Closing the Gap: Addressing STEM Workforce Challenges
SOURCE: EDUCAUSE
By Cameron Evans (National and Chief Technology Officer, U.S. Education, for Microsoft), Madeleine McKenna (U.S. Government Affairs Fellow with Microsoft), and Beneva Schulte (Executive Director of the inSPIRE STEM USA Coalition)
Few people know better than higher education professionals about the power of technological innovation to reinvent the ways in which we learn and work. With advances in mobile technology, online learning platforms, and open-course content, colleges and universities can now bring education to students’ fingertips, literally. Moreover, IT-skills-heavy jobs are some of the fastest-growing and best-paying jobs available, and technological know-how is becoming increasingly important for performance in any job. In order to harness the promise of technology to deliver improved educational outcomes and sustained economic growth, however, the United States must face a critical workforce-development challenge: in the country today, there are simply not enough people with the high-tech skills needed to fill open positions in tech-dependent fields. Innovative recruiting and training strategies are not enough to address these workforce challenges. Innovative policies are needed too.
Let’s consider computing professions. By the end of the decade, the U.S. economy will annually create 120,000 new jobs requiring a bachelor’s degree in computer science, yet the country’s higher education system is currently producing only 51,000 such degrees per year. Unemployment rates also point to an overheated marketplace for high-tech workers. The unemployment rate in computer-related occupations is 3.4 percent, markedly below the national unemployment rate (8.1%) and lower than the unemployment rate among bachelor’s degree holders (4.1%).
Higher education institutions’ IT departments are not immune to these workforce shortages.
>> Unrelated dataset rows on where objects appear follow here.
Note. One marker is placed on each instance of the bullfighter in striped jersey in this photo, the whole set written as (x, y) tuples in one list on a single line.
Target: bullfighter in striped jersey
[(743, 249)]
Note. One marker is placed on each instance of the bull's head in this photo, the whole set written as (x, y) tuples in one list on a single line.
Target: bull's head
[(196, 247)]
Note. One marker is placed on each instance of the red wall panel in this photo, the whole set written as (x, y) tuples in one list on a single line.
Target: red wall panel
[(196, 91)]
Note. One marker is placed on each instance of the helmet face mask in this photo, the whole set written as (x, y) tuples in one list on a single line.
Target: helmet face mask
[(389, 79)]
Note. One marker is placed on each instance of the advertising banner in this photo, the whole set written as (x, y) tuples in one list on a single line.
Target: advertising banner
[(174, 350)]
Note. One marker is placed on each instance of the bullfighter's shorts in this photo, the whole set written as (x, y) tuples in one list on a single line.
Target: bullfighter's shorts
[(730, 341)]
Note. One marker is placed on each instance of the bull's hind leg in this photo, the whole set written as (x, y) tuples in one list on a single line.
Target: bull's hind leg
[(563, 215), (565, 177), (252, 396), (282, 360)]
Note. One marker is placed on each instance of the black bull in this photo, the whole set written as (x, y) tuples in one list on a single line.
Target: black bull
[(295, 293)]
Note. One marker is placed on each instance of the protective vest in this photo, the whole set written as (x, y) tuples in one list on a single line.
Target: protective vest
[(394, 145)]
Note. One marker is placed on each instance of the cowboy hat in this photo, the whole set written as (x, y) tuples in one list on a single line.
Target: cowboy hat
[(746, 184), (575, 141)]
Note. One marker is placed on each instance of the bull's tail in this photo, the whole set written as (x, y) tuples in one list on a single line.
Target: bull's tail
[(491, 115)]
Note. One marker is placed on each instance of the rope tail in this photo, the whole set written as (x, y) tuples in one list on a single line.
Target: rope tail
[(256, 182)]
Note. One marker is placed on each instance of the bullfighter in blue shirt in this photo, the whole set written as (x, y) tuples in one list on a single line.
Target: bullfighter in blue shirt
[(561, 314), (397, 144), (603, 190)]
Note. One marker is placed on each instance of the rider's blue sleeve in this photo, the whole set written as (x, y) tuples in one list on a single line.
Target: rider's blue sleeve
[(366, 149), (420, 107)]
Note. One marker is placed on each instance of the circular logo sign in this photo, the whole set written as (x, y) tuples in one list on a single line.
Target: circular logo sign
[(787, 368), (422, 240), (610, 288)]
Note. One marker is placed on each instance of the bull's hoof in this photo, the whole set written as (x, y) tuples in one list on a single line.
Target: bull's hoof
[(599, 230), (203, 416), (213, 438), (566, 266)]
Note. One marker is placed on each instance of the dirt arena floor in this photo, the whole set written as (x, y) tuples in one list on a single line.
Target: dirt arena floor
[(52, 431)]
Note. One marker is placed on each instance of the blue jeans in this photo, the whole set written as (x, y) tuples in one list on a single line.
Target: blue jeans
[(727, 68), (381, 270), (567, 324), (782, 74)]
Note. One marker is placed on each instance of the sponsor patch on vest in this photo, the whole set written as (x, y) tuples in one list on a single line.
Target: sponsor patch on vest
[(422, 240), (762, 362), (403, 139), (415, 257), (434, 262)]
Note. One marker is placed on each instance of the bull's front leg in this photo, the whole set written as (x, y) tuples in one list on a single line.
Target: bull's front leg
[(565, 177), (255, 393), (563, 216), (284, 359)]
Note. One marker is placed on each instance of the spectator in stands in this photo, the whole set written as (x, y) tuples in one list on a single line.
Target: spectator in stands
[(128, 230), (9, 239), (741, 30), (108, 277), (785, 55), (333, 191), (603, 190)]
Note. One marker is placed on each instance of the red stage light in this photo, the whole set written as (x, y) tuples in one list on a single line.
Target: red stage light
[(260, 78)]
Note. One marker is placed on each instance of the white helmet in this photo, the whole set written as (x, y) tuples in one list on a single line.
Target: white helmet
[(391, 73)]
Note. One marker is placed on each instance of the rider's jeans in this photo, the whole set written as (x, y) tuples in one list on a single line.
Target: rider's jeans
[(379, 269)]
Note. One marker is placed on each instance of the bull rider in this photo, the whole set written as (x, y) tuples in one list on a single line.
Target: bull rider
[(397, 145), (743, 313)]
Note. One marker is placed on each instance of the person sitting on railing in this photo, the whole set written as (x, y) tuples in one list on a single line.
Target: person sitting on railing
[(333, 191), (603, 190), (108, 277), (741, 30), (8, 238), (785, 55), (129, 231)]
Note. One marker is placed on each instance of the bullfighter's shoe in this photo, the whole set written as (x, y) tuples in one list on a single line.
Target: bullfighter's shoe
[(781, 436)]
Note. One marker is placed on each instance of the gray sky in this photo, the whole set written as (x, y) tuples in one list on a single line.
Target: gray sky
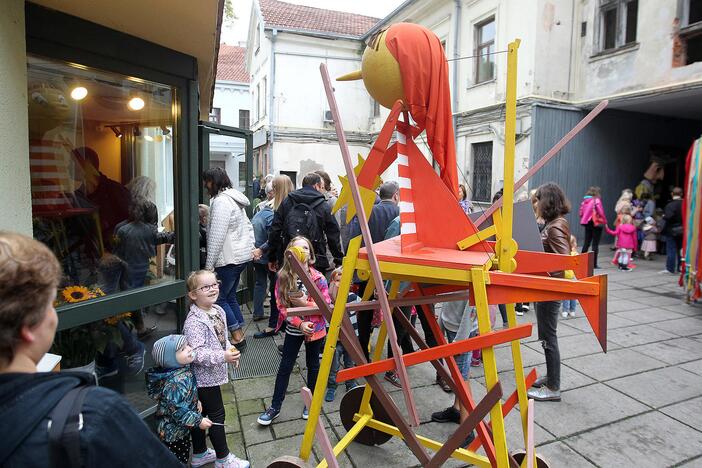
[(237, 31)]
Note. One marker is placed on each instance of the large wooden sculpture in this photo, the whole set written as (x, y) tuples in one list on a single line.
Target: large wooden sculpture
[(443, 255)]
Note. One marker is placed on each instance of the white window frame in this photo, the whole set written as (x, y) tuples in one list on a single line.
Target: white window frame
[(621, 9)]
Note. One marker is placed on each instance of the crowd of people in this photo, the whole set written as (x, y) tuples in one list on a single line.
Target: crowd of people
[(641, 229), (190, 368)]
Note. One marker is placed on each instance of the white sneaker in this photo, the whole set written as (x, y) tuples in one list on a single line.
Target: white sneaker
[(232, 462), (208, 457)]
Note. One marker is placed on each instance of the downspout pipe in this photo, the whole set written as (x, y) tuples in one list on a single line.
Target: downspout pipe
[(271, 101), (456, 56)]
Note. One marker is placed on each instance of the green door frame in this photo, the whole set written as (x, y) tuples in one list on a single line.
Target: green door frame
[(58, 36), (205, 129)]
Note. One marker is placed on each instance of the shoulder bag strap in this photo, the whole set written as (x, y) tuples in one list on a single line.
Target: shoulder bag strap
[(64, 430)]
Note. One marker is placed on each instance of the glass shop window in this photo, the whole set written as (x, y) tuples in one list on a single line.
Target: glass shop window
[(115, 351), (101, 151)]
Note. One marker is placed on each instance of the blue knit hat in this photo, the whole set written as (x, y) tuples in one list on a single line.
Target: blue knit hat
[(164, 351)]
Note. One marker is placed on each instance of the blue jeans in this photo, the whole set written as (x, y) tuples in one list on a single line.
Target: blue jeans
[(229, 275), (462, 360), (291, 346), (672, 250), (263, 275)]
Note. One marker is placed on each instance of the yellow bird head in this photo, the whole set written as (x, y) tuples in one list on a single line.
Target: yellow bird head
[(380, 72)]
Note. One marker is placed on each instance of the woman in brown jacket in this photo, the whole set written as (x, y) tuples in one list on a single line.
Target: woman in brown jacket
[(551, 205)]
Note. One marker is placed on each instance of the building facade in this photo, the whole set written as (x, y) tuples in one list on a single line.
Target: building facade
[(292, 124), (231, 106)]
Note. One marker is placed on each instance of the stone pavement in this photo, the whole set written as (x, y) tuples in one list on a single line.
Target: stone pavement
[(638, 405)]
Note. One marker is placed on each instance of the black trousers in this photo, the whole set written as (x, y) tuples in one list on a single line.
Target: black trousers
[(181, 449), (403, 337), (547, 324), (593, 234), (213, 408), (291, 346)]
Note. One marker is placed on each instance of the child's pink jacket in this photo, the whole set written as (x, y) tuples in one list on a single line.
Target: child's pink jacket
[(626, 236), (320, 325)]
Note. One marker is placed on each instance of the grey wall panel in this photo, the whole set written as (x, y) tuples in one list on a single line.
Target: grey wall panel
[(612, 152)]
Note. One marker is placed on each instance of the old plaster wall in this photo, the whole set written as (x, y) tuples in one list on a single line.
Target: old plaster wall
[(15, 192)]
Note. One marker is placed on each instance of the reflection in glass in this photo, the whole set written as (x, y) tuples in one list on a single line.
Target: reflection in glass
[(101, 156), (114, 351)]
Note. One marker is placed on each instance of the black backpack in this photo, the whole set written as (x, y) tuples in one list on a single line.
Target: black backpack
[(66, 422), (302, 220)]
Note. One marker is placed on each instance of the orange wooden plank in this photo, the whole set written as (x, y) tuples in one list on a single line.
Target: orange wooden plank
[(390, 251), (438, 352)]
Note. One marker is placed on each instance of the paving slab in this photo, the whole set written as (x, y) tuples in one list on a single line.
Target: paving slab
[(616, 363), (558, 454), (576, 345), (693, 310), (694, 463), (673, 351), (585, 408), (688, 412), (290, 428), (694, 366), (291, 409), (638, 335), (581, 323), (515, 435), (263, 454), (687, 326), (231, 418), (254, 433), (649, 440), (660, 300), (236, 445), (661, 386), (254, 406), (259, 387), (392, 453), (621, 305), (647, 315)]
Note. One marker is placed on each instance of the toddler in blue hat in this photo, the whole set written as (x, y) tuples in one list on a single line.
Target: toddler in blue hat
[(172, 384)]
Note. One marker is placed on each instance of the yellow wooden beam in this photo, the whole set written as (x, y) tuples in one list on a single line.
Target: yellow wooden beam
[(459, 454), (479, 236), (330, 347)]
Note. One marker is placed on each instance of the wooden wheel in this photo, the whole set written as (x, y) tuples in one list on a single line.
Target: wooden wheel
[(350, 404), (288, 462)]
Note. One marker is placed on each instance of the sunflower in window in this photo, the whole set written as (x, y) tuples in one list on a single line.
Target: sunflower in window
[(73, 294)]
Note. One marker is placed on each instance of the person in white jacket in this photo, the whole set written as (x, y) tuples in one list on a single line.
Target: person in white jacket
[(230, 245)]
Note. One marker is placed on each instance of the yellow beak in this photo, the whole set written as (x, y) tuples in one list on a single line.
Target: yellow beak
[(355, 75)]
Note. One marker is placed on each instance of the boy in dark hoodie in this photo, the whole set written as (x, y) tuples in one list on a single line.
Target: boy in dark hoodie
[(172, 384), (111, 434)]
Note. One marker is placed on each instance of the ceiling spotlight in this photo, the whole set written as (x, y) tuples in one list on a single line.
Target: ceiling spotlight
[(78, 93), (136, 103)]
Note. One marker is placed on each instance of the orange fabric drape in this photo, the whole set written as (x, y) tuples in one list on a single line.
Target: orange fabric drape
[(425, 80)]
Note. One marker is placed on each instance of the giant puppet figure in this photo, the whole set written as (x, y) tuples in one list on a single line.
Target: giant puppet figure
[(444, 257)]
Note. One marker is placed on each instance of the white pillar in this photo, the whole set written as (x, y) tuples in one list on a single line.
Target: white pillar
[(15, 191)]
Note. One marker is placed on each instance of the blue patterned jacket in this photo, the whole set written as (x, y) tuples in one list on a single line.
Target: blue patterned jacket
[(175, 392)]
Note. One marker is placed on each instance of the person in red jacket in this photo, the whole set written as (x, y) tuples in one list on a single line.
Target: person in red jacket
[(626, 241)]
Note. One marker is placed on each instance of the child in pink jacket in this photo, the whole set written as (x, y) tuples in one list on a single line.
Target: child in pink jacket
[(627, 241)]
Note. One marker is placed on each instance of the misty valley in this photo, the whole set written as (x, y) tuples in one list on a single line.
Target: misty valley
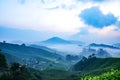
[(59, 59)]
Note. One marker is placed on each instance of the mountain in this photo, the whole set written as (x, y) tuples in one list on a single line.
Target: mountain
[(117, 45), (56, 40), (102, 53), (90, 64), (33, 57), (103, 45), (99, 53)]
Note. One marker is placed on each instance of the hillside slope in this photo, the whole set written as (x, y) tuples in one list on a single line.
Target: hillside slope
[(97, 64)]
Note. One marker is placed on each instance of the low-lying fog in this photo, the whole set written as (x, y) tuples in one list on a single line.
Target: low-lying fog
[(76, 49), (67, 48)]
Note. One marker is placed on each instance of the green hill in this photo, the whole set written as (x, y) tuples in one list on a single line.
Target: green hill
[(33, 57), (99, 64)]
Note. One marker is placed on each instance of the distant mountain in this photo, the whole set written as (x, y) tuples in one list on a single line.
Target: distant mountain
[(90, 64), (17, 42), (56, 40), (33, 57), (117, 45), (103, 45), (100, 53)]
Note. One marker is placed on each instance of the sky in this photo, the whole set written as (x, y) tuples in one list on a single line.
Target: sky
[(84, 20)]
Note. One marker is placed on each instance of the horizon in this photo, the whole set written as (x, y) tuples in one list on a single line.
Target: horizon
[(90, 21)]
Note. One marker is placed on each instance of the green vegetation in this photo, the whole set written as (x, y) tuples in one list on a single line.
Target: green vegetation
[(97, 64), (113, 75)]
Indeed, they may feel these challenges more acutely. In addition to competing with the private sector for very few applicants, colleges and universities offer relatively lower compensation. Unless the country changes course, its education system simply will not produce enough people for the high-tech positions that colleges, universities, and companies like Microsoft depend on to make their organizations successful and competitive in a globalized marketplace.